O Cebreiro, the Cruz de Ferro, the extreme heat of the mesetas: more walls, sure — but fertile ground for a new architecture. I had a thousand kilometers to think, and maybe that was the winning card.

Buen Camino, peregrino!

Buen-Camino

Toward a New Architecture

September brought a new wave of energy, and the design I had in mind revolved around three well-carved words:
Model Context Protocol.

I know, I know! Everyone was talking about it — even my mother knew that “everyone has built an MCP Server by now”.
But I really needed it, for one simple and obvious reason: eliminate any form of custom function calling, standardize the entire process, and make it available to as many clients as possible…
the CLI.

Bob the Builder had become an MCP server with just ten tools that orchestrated Sonar’s information in the most effective way, creating our famous perfect-storm context for the LLM.

And once again, it worked — damn well.

On September 6th, Bob returned to the Spaghetti Mastermind in top shape:

Test Bench

Communities have always played a fundamental role in my life; much of who I am today I owe to them, and to the friends I met along the way.
And when a friend is in trouble and you hold the key to the lock they’re chained to… what do you do?

Telegram

Obviously, you stay up all night together.

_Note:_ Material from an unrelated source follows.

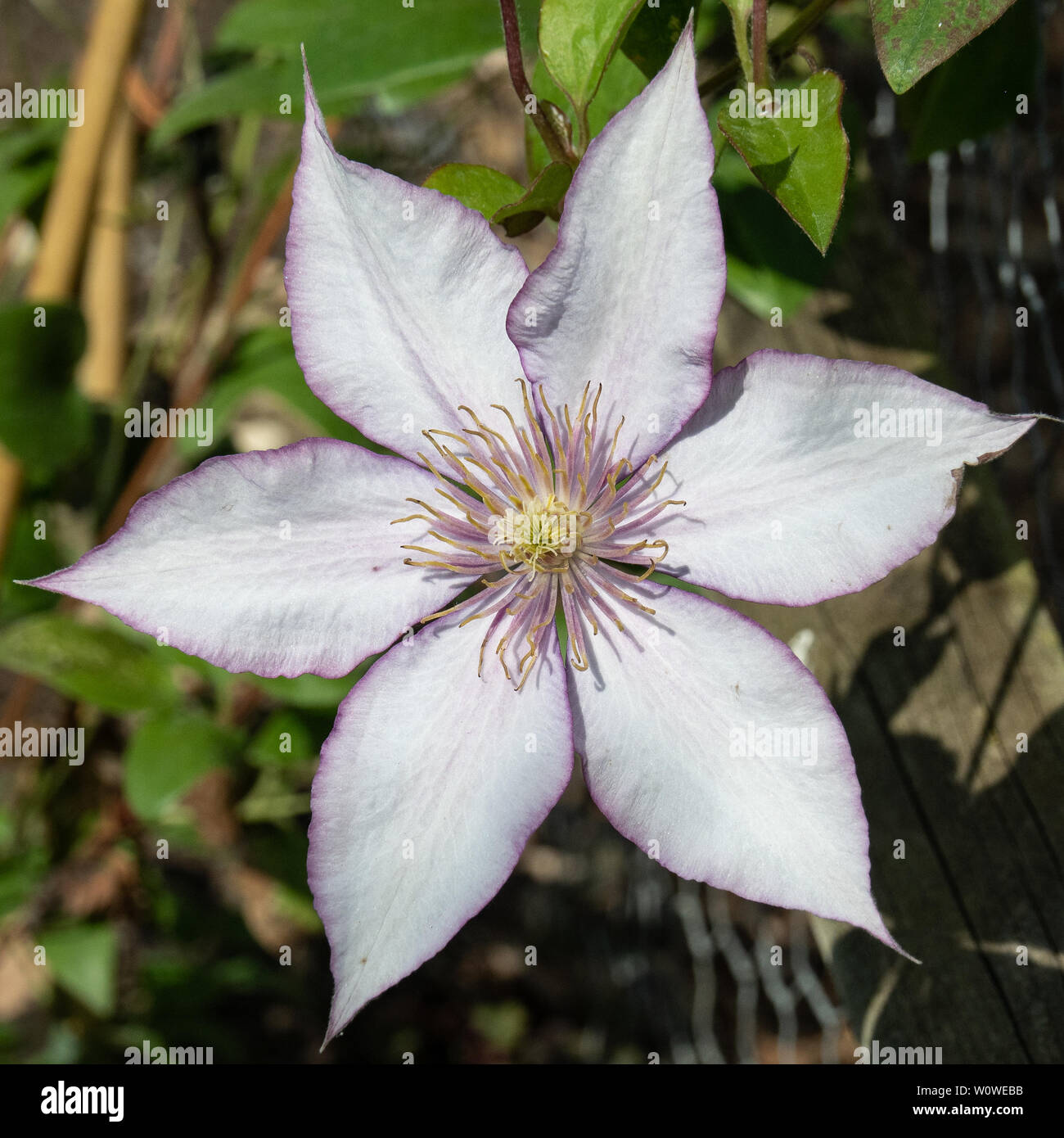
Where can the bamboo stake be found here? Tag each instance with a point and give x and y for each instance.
(63, 229)
(104, 288)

The battlefield scenario was disastrous, but the view from the hill was perfect and clear: a TDD backend built by the book (and yes, TDD would be the key to our bet), and three weeks of security-team interventions that had drastically worsened the code, destroying every Sonar quality gate.
Two weeks of technical debt to eliminate in a single night.
No exceptions.

Andrea
Coverage is super high. We could run Bob with automatic fixes and, after each fix, he runs the tests. If they pass, he moves to the next issue. If they don’t, he sends us a Telegram message and we fix it manually. What do you think?
Alessio
Why does this thing do this kind of magic?!?
Andrea
Didn’t you watch the video the other night?
Alessio
André, I’ve got three kids… how can I watch your videos at night?!

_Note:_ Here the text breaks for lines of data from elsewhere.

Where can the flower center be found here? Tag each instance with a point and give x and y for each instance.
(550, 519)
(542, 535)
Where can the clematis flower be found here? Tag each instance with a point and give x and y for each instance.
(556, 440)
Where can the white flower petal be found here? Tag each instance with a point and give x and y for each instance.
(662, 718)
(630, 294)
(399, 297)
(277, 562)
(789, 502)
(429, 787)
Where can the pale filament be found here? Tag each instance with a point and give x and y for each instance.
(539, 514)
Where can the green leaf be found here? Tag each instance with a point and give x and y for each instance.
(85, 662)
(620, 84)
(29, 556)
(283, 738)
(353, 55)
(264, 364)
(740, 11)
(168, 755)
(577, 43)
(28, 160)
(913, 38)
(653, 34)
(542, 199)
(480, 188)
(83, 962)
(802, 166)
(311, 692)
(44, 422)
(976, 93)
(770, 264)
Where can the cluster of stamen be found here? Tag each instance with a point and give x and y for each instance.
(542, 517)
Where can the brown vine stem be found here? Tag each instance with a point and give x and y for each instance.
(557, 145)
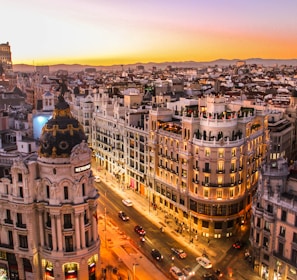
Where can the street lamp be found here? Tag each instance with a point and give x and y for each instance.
(190, 233)
(105, 227)
(134, 265)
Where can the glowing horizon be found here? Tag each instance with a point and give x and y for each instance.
(114, 32)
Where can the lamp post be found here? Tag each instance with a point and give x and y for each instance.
(190, 233)
(134, 265)
(105, 227)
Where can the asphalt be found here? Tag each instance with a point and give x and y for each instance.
(121, 259)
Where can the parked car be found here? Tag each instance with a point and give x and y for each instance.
(123, 216)
(209, 276)
(188, 271)
(179, 252)
(156, 255)
(205, 262)
(238, 244)
(97, 179)
(176, 273)
(127, 202)
(139, 229)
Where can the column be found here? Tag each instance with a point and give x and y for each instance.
(94, 226)
(82, 226)
(59, 233)
(54, 233)
(41, 228)
(77, 231)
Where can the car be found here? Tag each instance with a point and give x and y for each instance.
(123, 216)
(127, 202)
(179, 252)
(97, 179)
(204, 262)
(238, 244)
(209, 276)
(176, 273)
(218, 272)
(188, 271)
(139, 229)
(156, 255)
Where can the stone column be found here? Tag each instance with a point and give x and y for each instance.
(77, 231)
(54, 233)
(82, 233)
(59, 233)
(41, 227)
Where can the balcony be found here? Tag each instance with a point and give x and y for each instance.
(206, 170)
(8, 221)
(21, 225)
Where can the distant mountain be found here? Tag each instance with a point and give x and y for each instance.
(220, 62)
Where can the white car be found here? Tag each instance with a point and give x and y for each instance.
(205, 262)
(127, 202)
(97, 179)
(177, 273)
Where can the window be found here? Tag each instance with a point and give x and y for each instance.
(282, 231)
(258, 222)
(21, 192)
(219, 193)
(205, 224)
(69, 243)
(267, 226)
(23, 241)
(20, 177)
(233, 152)
(221, 153)
(67, 221)
(284, 216)
(295, 237)
(218, 225)
(50, 241)
(83, 189)
(66, 195)
(294, 256)
(231, 192)
(47, 191)
(266, 242)
(10, 238)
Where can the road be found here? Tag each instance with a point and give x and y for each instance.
(111, 203)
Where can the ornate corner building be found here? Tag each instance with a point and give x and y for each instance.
(49, 206)
(204, 161)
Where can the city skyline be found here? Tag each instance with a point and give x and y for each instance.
(118, 32)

Fifty euros of Anthropic API credit, and Bob flexed his muscles with his pipeline mode: the last resort, Goku’s Genkidama.

That epic night, between laughter and childhood memories, went more or less like the video you’re about to see.

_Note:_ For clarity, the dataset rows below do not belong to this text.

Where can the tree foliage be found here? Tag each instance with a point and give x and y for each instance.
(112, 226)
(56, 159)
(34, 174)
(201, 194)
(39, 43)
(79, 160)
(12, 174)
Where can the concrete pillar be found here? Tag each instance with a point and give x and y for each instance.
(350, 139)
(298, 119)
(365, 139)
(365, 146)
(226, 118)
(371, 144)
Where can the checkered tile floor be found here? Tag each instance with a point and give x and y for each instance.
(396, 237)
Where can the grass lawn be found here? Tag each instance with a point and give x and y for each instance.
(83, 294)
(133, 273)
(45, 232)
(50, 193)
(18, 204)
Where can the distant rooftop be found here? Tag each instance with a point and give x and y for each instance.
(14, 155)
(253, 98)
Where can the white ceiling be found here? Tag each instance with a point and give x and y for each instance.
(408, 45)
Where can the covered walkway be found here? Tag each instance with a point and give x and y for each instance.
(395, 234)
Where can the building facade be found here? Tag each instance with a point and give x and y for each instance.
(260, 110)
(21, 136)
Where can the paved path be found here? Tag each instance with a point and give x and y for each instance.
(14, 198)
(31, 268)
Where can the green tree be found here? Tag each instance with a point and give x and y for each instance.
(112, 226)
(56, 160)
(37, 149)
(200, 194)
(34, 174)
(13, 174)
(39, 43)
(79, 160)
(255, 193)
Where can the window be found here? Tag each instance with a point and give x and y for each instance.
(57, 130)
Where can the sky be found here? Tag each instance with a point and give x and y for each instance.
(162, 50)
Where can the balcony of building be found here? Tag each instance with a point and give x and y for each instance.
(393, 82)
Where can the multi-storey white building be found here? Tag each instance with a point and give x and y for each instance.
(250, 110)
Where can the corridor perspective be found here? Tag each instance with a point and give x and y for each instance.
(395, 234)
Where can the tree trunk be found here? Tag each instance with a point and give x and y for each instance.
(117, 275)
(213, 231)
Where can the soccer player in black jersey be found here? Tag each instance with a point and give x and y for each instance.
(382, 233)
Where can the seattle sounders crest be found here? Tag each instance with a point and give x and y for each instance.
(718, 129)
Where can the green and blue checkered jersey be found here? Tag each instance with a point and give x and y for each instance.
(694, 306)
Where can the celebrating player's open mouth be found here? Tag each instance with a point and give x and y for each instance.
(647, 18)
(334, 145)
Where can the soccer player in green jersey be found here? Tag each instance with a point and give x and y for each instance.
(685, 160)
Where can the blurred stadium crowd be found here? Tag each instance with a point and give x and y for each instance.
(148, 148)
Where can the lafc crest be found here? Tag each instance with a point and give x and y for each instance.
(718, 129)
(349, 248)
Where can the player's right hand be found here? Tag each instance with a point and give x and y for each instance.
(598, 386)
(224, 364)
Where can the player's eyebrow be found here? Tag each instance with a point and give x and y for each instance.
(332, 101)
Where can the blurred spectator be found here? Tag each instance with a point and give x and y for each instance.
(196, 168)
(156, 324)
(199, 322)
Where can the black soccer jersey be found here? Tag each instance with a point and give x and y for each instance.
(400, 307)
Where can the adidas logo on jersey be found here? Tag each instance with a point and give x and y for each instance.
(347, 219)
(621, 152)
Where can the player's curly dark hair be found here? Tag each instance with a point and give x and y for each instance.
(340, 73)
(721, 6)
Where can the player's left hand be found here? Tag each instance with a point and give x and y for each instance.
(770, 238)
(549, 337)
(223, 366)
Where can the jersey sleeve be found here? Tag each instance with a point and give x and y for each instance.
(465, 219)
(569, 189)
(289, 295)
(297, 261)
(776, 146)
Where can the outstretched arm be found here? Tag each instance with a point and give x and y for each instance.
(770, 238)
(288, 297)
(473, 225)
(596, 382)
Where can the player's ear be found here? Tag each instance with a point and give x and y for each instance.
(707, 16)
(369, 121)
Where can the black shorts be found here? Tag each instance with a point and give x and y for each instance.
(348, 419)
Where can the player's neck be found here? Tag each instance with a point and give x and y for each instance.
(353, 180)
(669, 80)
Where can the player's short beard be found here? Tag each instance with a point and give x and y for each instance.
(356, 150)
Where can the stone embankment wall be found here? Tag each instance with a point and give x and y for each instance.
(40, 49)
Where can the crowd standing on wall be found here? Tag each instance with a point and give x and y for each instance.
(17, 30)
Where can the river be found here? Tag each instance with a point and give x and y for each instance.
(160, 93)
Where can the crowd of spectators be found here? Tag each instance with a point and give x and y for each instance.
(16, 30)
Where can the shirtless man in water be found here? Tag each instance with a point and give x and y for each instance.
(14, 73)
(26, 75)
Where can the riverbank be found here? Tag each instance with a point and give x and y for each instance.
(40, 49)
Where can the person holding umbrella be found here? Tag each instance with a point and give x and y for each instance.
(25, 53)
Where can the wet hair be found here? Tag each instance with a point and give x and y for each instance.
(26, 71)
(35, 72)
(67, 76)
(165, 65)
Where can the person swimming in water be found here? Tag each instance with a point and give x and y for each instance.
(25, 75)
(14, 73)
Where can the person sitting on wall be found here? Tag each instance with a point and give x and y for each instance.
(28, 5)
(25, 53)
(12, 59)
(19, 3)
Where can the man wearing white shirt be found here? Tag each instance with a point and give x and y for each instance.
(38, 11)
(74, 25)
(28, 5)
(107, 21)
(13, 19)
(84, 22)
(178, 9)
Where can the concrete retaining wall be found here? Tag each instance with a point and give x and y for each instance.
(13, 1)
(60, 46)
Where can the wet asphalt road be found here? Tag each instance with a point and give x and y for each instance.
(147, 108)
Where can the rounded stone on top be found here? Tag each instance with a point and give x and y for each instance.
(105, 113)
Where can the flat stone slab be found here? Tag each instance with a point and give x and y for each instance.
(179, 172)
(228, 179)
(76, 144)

And of course, Alessio — with three kids — had missed it!

Game Over

Bob The Builder was going to leave GitHub for a while.
License issues, malicious forks, and the usual neighborhood tricksters — the perfect recipe that forced me to make a drastic decision.
The repository became private. Game over.

And in a period where monetizing AI is difficult, every open-source repo becomes an open buffet: people take everything, without rules, without scruples, without even respecting licenses.

This was not what I had imagined.
And above all, not what I wanted.

Bob The Fixer

Open source is a raging river, and as if I hadn’t already seen that video enough times, it reappeared — loud and powerful — on my YouTube home page, almost as if Salvatore himself were sending me a sign.

I opened Bob’s code again: I hated it.

So I put it in my head: this time Bob will be so easy to install that anyone will be able to try it.

Bob will work only via CLI, without external API keys, even with local models, and with the possibility of extending it through simple, well-structured WORKFLOWS.
And above all: Bob will install with a single command, on Linux and macOS.

With the crooked spine of someone who didn’t let life bend him, Bob returned to GitHub with a brand-new spirit:
One Command To Install.

curl -fsSL https://raw.githubusercontent.com/andrearaponi/bob-the-fixer/main/install.sh | bash

Does It Work?

We’ve said enough words already — maybe it’s time to see it in action:

And Now?

Bob has a rich roadmap, with a number of features that will keep me busy at least through 2026. And since it will be my only side project outside of work, timelines might stretch a bit… but, as always, I’m counting on the community. So if you have suggestions or ideas for me, feel free to reach out!

My thanks go to Alessio, the Spaghetti Mastermind, and Silvia — who, despite the many hours I spend in front of a screen, always keeps the road to my dreams clear… and often gives me a good push too.

Because in the end, technical debt never disappears on its own. But with the right tools — and the right people — you can always put things back in order.